Tuesday night was my first trip to the gym since last Thursday. While that might not sound like much time, it’s important to consider how many cinnamon rolls, bottles of wine, Christmas cookies, and slices of fresh bread transpired in just those four days. The word ‘debauchery’ becomes ‘de-batch-ery,’ this time of year, as I struggle not to make eye contact with the now-empty orange roll pan.
The ghosts of moscatos past clanked their bottles as I suited up for the after-Christmas cardio tour. ‘Trepidation’ didn’t quite cover my feelings on the subject. This is still my first year at the Y. I’ve gone through training. I have routines. I have notes about my routines. I’m about as serious as an overweight sedentary office gerbil can get at this point. But I’m also a mostly oblivious overweight office gerbil, and I had no idea if (and more likely: how much) damage had been done to my progress with mashed potatoes and ginger bread.

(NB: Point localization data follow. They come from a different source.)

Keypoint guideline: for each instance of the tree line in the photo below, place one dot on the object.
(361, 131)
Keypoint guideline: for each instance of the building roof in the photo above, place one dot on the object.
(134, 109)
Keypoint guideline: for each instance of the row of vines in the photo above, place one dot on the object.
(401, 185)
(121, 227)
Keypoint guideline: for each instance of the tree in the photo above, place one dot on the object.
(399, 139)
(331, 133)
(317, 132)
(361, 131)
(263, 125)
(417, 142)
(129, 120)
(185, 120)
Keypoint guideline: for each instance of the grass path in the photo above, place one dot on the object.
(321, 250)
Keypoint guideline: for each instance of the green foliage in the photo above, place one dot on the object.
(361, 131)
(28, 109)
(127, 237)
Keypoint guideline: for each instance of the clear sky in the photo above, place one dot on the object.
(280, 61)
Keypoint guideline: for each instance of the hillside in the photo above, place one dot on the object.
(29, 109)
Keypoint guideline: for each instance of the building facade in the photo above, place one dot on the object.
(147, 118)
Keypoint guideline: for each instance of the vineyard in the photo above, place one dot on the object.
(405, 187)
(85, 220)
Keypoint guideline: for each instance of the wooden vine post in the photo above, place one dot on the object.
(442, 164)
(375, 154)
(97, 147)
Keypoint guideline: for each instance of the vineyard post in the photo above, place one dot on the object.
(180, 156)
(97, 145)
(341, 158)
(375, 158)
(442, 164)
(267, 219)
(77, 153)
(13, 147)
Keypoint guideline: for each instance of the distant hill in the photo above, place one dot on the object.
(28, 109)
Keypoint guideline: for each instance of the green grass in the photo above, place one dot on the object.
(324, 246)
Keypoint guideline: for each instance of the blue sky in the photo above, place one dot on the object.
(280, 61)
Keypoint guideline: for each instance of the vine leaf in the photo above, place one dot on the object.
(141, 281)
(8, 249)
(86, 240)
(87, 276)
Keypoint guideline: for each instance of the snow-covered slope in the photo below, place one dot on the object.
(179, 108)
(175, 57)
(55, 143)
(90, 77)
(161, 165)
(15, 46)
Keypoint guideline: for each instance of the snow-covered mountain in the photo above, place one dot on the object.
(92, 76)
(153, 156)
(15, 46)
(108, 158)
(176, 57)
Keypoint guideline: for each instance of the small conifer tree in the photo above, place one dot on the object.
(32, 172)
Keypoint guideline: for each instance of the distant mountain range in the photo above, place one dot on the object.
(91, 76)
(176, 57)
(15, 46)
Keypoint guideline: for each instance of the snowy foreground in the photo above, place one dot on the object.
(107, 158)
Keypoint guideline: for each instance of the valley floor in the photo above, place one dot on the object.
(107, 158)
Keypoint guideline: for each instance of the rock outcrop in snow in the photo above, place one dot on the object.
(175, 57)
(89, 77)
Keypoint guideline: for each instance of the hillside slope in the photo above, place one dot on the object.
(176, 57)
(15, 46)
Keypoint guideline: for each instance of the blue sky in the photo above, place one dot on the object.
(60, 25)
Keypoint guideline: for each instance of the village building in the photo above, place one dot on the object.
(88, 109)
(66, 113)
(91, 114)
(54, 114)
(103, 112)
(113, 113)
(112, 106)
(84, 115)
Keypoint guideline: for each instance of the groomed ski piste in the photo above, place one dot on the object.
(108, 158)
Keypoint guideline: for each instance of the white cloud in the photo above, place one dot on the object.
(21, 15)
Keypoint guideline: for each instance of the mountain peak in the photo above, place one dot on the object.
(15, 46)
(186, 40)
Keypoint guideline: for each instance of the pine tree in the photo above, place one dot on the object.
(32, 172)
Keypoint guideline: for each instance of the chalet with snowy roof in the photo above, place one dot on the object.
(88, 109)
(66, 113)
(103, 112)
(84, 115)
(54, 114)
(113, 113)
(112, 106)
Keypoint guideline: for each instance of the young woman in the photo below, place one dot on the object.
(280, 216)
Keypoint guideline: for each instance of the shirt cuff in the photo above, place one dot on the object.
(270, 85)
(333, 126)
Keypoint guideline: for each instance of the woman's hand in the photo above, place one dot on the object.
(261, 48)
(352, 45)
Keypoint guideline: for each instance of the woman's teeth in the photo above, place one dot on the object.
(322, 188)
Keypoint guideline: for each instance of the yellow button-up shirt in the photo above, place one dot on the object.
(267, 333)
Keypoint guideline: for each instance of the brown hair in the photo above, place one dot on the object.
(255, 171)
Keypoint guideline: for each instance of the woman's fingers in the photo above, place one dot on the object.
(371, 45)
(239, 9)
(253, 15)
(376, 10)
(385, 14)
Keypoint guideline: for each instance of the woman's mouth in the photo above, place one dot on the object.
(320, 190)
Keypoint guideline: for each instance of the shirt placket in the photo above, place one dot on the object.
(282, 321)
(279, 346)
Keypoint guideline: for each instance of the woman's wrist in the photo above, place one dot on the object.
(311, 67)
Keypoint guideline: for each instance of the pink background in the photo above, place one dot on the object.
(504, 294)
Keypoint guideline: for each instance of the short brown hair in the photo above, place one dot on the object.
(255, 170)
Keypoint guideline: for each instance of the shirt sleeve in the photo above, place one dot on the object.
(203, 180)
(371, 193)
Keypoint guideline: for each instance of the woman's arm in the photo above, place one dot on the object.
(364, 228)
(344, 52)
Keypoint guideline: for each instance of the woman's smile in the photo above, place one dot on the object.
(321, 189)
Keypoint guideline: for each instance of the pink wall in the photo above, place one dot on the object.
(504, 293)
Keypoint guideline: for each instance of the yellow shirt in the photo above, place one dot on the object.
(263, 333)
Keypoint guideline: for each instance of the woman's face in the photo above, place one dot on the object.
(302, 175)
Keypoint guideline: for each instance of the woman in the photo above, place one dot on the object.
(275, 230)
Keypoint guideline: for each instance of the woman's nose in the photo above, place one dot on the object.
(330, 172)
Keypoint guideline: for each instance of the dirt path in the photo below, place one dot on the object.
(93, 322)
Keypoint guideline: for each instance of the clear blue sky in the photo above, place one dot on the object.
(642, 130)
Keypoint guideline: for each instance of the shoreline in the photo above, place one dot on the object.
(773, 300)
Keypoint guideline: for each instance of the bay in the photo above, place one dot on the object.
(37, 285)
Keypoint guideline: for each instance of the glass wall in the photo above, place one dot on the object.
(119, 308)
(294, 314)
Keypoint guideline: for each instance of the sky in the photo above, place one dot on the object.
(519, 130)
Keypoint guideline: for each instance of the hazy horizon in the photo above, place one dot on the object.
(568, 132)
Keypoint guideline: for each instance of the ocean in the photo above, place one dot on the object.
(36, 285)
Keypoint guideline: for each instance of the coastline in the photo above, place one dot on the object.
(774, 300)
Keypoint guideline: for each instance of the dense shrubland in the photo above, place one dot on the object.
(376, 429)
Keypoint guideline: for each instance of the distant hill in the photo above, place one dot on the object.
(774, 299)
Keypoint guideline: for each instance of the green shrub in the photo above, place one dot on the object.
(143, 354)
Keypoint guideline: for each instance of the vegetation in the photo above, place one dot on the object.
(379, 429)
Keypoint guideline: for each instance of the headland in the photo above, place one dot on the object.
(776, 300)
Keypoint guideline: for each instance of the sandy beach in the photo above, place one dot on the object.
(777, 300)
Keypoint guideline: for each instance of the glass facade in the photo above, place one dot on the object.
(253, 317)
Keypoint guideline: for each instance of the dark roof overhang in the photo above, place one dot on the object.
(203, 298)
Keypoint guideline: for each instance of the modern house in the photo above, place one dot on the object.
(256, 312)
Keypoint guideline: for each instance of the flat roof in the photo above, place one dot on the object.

I tugged on my yoga pants and my Tardigrades Extreme Swim Team tee shirt, opened up my Muevete con Zumba playlist, climbed aboard the elliptical and prayed I wouldn’t throw up.
Five minutes later, I was wondering just why I’d gotten myself so worked up about all this.
We have certain cultural expectations of fitness. The longer I do this, the more I realize that the things I’d just nodded acceptance to are as mythic as satyrs and naiads. Or, they’re true – but only if your ideals and needs match the ideals and needs that birthed that expectation. I expected to have an awful day at the gym because I hadn’t been to the gym in almost a week.
The thing was, my stamina and my strength hadn’t noticeably ebbed. I was even able to push myself a little harder without repercussions. Instead of nagging at me about my failure to stay in line, my body was ready and eager to go! Four days’ worth of carb-filled ridiculousness hadn’t actually put me back at square one. It hadn’t even put me back a square at all, as far as I can tell. My dread was all an expansion of someone else’s goals, I realized. My goals circle around feeling better, stabilizing the muscles around my crappy knee joints, and staving off the health problems associated with a sedentary life. I want to lose weight to help those knee joints out some more – but I no longer want to lose weight to fit the cultural ideal of what ‘fitness’ looks like. It’s a benchmark of progress made, but it doesn’t ruin me anymore if I don’t see change.
I expect that my carb-, salt- and calorie-filled ridiculousness added some weight. I can’t tell you for sure, because I didn’t step on the scale that day. I expected the workout to suck, I think in part because the culture equates a lack of weight loss, and weight gain with failure. That concept expands out into a broader, more nebulous ‘punishment’ for not upholding a personal commitment. I figured I would struggle because I deserved to be punished for a perceived failure. In the future, I’m going to work on my mindfulness and try to approach these workouts as an opportunity to challenge myself and improve, than a punishment for doing something ‘bad,’ like holiday overindulgence.
A pan of orange rolls is still not something I should eat every weekend. I can do better – I will do better. But it’s nothing to be ashamed of, because I’m still committed to my overall personal health.
There are so many potential mental pitfalls, when it comes to fitness. I measure myself constantly, against what I did do yesterday and what I think I should have done; what I see others doing. But I’m glad to say – so glad that I can’t do more than make an exhausted wave of relief in its general direction – that I no longer measure myself against how this culture thinks ‘fit’ looks. Shy introvert me can now walk into a busy room in my tight pants and my tank top and not care – because on the day’s first round of resistance training I’ve just lifted five more pounds than I could last week. I can plank for a full minute. I can squat and get myself back up without help. I can feel improvement. That tops whatever the girl two machines over may or may not think of my gut.
(It’s important to note that whenever I feel self-conscious and wonder what said girl two machines over might think, I remind myself that said girl is just like me and just as focused on what she’s doing. Everyone else in the room fades for me when I’m struggling to lift eighty pounds over my head. It’s the same for her. If it’s not, then she might want to increase her weights. Either way, it’s out of my control and should be out of my mind.)
I’m still gonna dread the gym. That’s a given. There are just days when I would rather watch three episodes of Haikyuu!! and not put on my workout pants and go out in the cold. But – hopefully – I’m never gonna dread it again for the reasons I dreaded it this week. Brains are funny things, filled with a goop of past experiences and learned expectations. All we can do is prove the problematic expectations wrong, and keep doing it, until our mindsets change.